革を「皮」と考えれば、たとえば人間の顔と同じです。冬には乾燥します。顔を洗ってから、保湿するのと同じように、
ホコリを払う→汚れを落とす→栄養を与える/保湿する→保護する
と考えればよいのです。しかも、気になった時だけ、ごくたまにやれば基本的には充分です。

財布の場合

■ほとんどメンテ不要です。手からの皮脂によって適度に保湿されます。乾燥よりも、お尻のポケットに入れたり、カードを詰め過ぎるなど、普段の好ましくない使い方がその後の状態に大きく関係します。

■雨など、水分が付着した時にはすぐに拭き取ります。カバンの中にペットボトルと一緒に入れる場合なども注意が必要です。

■たまに中身をカラにして、ホコリやゴミを掃除するなどして休ませましょう。

■ひどく乾燥してきたと感じられる場合には、下記のカバンと同様の方法で保湿します。

カバンの場合

■手入れの基本はブラッシングや乾拭きです。ホコリや軽い汚れはこれで取り去ることができます。

■乾燥する季節を中心に、年にほんの数回、以下の要領でメンテナンスをすればいいと思います。

  • ・ブラッシング後、汚れが目立つ場合には全体またはその部分にクリーナーを使う。
  • ・保革クリームを薄く伸ばして擦り込み、栄養と油分を与える。革によっては、再度ブラシすることで艶が上がる。
  • ・それだけで保護被膜ができるが、しっかりプロテクトしたい方は防水スプレーをふっておく。

■雨など、水分が付着した時にはすぐに拭き取ります。水染みができてしまった際には、固く絞った布で全体を拭き、染みを馴染ませます。陰干しして、革が完全に乾ききる前にクリームなどで保湿します。使っていれば雨は避けられないので、濡れたあとのケアが大事です

■しばらく使わずに保管する際には、新聞紙などを詰めておくと型崩れを予防できます。直射日光の当たらない、湿気の少ない場所に置いてください。そしてまた使ってあげてください。

■アイテム
基本的なセットとして、以下のものを揃えておけば最低限のケアはできます。
○ブラシ:豚毛と馬毛がありますが、迷ったらコシのある豚毛がよいでしょう。ホコリ落としからクリームの仕上げまで一本でOKです。
○保革クリーム:無色のものなら、靴と共用で構いません。布で薄く薄く塗ります。が、手でやった方がクリームが体温で温まり、感覚も直接わかりやすいため薄く伸ばしやすいかもしれません。
 M. Mowbray アニリンカーフクリーム
 M. Mowbray デリケートクリーム
 Collonil 1909シュプリームクリームデラックス
 Boot Black シルバーライン デリケートクリーム
 など各社から発売されています。
※上記の例はほとんどの皮革製品に合うものですが、製品によって合わない場合もございます。

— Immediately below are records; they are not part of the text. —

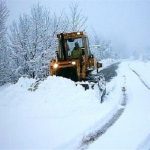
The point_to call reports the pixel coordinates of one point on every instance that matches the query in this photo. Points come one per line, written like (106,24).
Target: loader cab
(66,44)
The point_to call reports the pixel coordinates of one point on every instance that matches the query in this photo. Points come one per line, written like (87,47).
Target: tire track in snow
(91,137)
(140,78)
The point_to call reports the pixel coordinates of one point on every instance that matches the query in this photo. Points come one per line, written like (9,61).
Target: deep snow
(59,114)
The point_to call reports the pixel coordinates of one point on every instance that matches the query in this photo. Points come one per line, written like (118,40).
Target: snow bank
(140,67)
(49,117)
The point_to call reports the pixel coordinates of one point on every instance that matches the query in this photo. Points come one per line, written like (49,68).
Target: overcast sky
(125,22)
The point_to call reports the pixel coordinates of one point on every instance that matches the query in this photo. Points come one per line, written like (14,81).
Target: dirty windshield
(71,44)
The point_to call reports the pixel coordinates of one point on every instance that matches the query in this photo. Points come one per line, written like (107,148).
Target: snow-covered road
(133,127)
(60,115)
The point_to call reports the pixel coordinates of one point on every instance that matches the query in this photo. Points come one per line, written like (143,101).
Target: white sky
(125,22)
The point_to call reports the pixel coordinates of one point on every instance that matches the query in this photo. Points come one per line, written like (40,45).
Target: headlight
(73,62)
(55,66)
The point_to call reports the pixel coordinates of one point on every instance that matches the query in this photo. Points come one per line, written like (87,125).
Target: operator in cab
(77,52)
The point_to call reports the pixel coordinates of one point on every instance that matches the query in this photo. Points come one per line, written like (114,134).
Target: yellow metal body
(81,67)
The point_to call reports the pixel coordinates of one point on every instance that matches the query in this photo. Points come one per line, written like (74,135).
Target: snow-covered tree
(4,62)
(101,48)
(76,20)
(33,41)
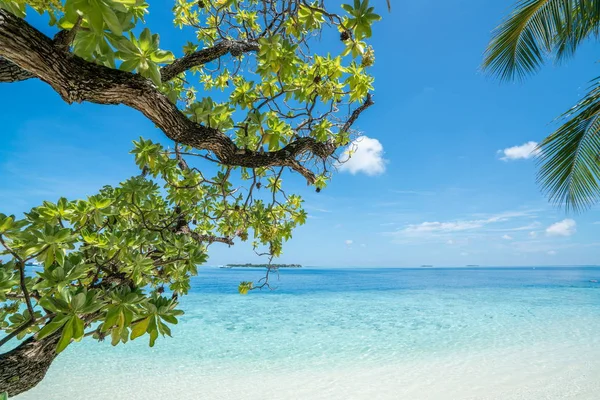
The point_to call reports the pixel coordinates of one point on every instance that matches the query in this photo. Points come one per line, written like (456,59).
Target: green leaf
(95,16)
(111,19)
(153,72)
(78,328)
(66,336)
(140,328)
(55,324)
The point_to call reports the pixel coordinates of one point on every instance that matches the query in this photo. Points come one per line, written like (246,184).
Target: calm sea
(424,333)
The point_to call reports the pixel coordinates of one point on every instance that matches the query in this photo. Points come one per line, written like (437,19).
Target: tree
(115,264)
(535,31)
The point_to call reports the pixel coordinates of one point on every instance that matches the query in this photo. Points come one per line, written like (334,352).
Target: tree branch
(10,72)
(77,80)
(204,56)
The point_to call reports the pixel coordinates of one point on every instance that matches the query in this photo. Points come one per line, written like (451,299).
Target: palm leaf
(570,157)
(537,29)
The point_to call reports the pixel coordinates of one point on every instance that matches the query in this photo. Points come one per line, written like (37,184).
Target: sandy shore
(532,374)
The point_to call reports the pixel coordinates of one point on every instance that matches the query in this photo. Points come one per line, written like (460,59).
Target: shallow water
(483,333)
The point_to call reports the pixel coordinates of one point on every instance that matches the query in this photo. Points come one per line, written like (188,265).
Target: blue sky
(436,188)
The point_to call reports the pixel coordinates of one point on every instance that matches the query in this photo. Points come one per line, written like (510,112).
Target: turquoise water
(331,320)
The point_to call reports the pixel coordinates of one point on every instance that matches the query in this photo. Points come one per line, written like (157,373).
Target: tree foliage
(541,29)
(247,99)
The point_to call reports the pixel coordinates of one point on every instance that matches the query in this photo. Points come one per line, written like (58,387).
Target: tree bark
(25,366)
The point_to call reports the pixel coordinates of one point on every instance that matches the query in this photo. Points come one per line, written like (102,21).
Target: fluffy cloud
(524,151)
(566,227)
(363,155)
(458,226)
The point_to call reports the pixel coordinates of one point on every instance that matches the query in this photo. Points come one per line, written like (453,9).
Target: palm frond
(585,22)
(570,157)
(537,29)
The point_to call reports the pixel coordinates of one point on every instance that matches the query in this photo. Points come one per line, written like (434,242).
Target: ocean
(352,333)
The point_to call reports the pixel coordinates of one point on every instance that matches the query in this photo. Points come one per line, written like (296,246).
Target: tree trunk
(25,366)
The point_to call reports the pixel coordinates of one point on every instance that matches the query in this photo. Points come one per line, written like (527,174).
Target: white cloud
(363,155)
(437,227)
(524,151)
(566,227)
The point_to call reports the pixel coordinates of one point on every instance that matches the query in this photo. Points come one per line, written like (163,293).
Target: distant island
(271,266)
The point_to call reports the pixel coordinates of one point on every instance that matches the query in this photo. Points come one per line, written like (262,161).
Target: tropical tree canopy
(538,30)
(246,100)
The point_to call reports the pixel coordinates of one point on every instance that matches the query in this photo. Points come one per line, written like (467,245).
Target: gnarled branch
(204,56)
(77,80)
(10,72)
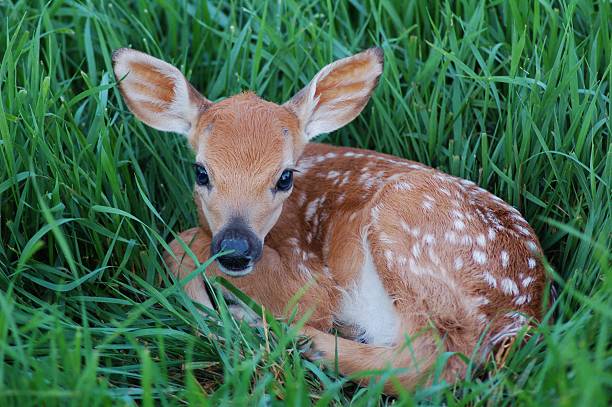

判断できない場合はお気軽にご相談ください。
info@sunawachi.com

△クリーナー:汚れを落とすのと、古いクリームを除去する役割があります。革靴用のもので共用できますが、毎回使う必要はないように思います。
△防水スプレー:これも風合いを損ねる場合があるので、どうしても気になるという方がお使いになればいいと思います。

革は実用されるために製品になりました。使ってあげること、そして手触りや見た目で日々チェックしてあげることが、うまく付き合っていく第一歩です。革を「育てる」といいますが、放任しすぎず、過保護になりすぎず、成長を見守る気持ちで、たまにお手入れしてあげてください。